“Breaking up” is the latest trend for large corporations. This trend is not isolated in one single industry; companies such as Johnson & Johnson, GE, Toshiba, and many others have all decided to split up into two smaller companies. This trend began in 2021, has continued through 2022, and is likely to continue to expand for some time to come.
One driving force behind this trend is the fluctuations in the markets. Between the COVID-19 pandemic, war, shortages, and much more, the markets have experienced quite a bit of rapid growth and decline over the last 2 years. By breaking a large corporation down into smaller companies, companies have a newfound sense of flexibility and quick response times.
Additionally, competition within industries only continues to grow as operational efficiencies, technology, and innovation expand. Companies are under quite a lot of pressure to perform well and maintain or exceed investor expectations. Sometimes to grow bigger, you first have to build something smaller, which is exactly what IBM is doing with their new company, Kyndryl. Also, sometimes splitting up a company can help reverse decisions that investors were not pleased with.
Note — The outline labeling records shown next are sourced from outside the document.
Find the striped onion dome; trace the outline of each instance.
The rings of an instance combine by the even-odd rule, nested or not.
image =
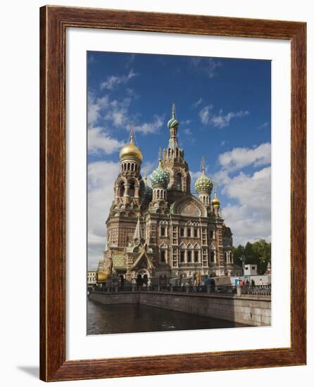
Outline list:
[[[153,198],[153,189],[147,184],[147,179],[145,177],[145,197],[147,201],[151,201]]]
[[[199,177],[199,179],[195,182],[195,190],[199,194],[211,194],[211,190],[213,189],[213,182],[209,177],[205,175],[204,170],[203,170],[203,173]]]
[[[170,118],[168,122],[168,128],[169,129],[169,130],[172,127],[175,127],[175,129],[177,129],[179,127],[179,121],[176,120],[174,117]]]
[[[175,103],[172,103],[172,112],[171,113],[171,118],[168,122],[168,128],[169,130],[174,127],[177,129],[179,127],[179,121],[175,118]]]
[[[213,206],[214,208],[219,208],[220,207],[220,201],[219,200],[218,197],[217,196],[217,194],[215,191],[213,199],[211,201],[211,203],[213,204]]]
[[[153,171],[149,178],[153,188],[158,185],[162,186],[163,188],[167,188],[169,184],[170,176],[168,172],[163,168],[161,159],[159,159],[158,166]]]

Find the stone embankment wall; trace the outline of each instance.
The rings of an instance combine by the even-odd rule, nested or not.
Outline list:
[[[270,296],[134,291],[91,292],[89,297],[106,305],[139,303],[246,325],[260,326],[271,324]]]

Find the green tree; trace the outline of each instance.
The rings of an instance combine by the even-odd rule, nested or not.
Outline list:
[[[245,263],[257,265],[259,274],[266,272],[269,262],[271,262],[271,243],[265,239],[260,239],[253,243],[247,242],[244,247],[239,245],[233,248],[234,262],[236,265],[242,267],[241,257],[245,258]]]

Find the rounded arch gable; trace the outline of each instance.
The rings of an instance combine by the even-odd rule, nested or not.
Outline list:
[[[191,217],[207,217],[207,210],[204,205],[192,195],[175,202],[172,213]]]

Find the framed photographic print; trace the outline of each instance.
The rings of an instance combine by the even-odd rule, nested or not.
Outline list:
[[[306,24],[40,22],[41,379],[306,364]]]

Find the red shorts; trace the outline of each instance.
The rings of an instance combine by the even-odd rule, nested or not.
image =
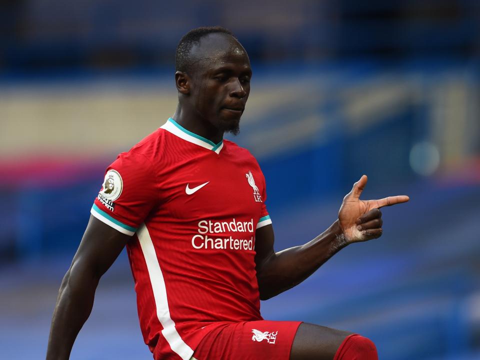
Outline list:
[[[300,324],[268,320],[227,324],[206,336],[193,357],[196,360],[288,360]]]

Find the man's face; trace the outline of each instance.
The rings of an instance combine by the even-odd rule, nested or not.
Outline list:
[[[192,55],[198,61],[192,76],[190,101],[214,128],[236,134],[250,94],[252,68],[246,52],[230,36],[213,34],[194,46]]]

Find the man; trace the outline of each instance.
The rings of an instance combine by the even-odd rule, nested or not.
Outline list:
[[[275,252],[260,168],[222,140],[238,132],[250,92],[245,50],[223,28],[200,28],[182,38],[176,62],[174,114],[106,172],[60,288],[47,358],[68,358],[100,276],[126,245],[155,359],[377,358],[359,335],[264,320],[260,300],[299,284],[348,244],[380,236],[378,209],[408,197],[360,200],[364,176],[330,228]]]

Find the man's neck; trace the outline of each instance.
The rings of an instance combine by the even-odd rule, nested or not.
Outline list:
[[[196,112],[188,111],[178,104],[172,118],[177,124],[194,134],[218,144],[224,138],[224,132],[219,130],[208,120]]]

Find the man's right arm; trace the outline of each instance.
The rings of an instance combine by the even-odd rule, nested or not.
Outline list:
[[[50,328],[47,360],[69,358],[76,336],[92,312],[100,278],[130,238],[90,216],[58,292]]]

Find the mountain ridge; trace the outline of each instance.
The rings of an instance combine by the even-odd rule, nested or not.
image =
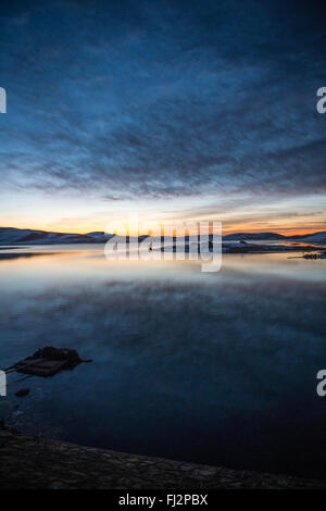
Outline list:
[[[64,245],[64,244],[103,244],[113,235],[103,232],[86,234],[57,233],[37,229],[20,229],[15,227],[0,227],[0,245]],[[145,238],[146,236],[140,236]],[[289,240],[326,242],[326,230],[304,235],[285,236],[278,233],[233,233],[223,236],[223,240]]]

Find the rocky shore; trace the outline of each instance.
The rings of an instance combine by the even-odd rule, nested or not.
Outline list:
[[[1,489],[326,489],[326,481],[183,463],[0,429]]]

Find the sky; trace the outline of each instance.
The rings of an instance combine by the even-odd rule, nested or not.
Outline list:
[[[1,0],[0,226],[325,229],[325,2]]]

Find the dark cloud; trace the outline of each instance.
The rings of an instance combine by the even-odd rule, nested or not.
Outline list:
[[[2,186],[325,192],[322,3],[3,2]]]

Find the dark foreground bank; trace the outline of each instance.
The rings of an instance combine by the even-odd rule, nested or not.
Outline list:
[[[0,429],[2,489],[292,489],[324,481],[125,454]]]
Another trend that companies like Alphabet Inc. are hopping on is stock splitting. When a company splits its stock, each share is divided into multiple shares. This helps increase the number of available shares, but it lowers the value of each share. This can help improve the ease of trading shares and make the shares appear more affordable. When stock is split, it does not decrease the overall value of the company, but rather only changes the individual price of each share.
As our economy and markets continue to behave in non-traditional ways due to the unique global events occurring, we can expect to see more unique movements from companies and corporations in an effort to combat the rapidly changing markets.